On Thu, Apr 19, 2018 at 11:26:57AM -0500, Alex G. wrote:
> At a very high level, I'm working with Dell on improving server
> reliability, with a focus on NVME hotplug and surprise removal. One of
> the features we don't support is surprise removal of NVME drives;
> hotplug is supported with 'prepare to remove'. This is one of the
> reasons NVME is not on feature parity with SAS and SATA.

Ok, first question: is surprise removal something purely mechanical or
do you need firmware support for it? In the sense that you need to tell
the firmware that you will be removing the drive.

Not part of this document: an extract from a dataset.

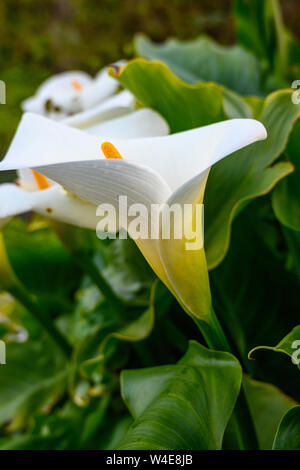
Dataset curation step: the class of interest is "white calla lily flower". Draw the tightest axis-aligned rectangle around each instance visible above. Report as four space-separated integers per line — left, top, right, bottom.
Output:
22 61 134 120
0 109 169 229
0 114 267 317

I'm sceptical, though, as it has "surprise" in the name so I'm guessing
the firmware doesn't know about it, the drive physically disappears and
the FW starts spewing PCIe errors...

> I'm not sure if this is the example you're looking for, but
> take an r740xd server, and slowly unplug an Intel NVME drives at an
> angle. You're likely to crash the machine.

No no, that's actually a great example!

Thx.

--
Regards/Gruss,
Boris.

Good mailing practices for 400: avoid top-posting and trim the reply.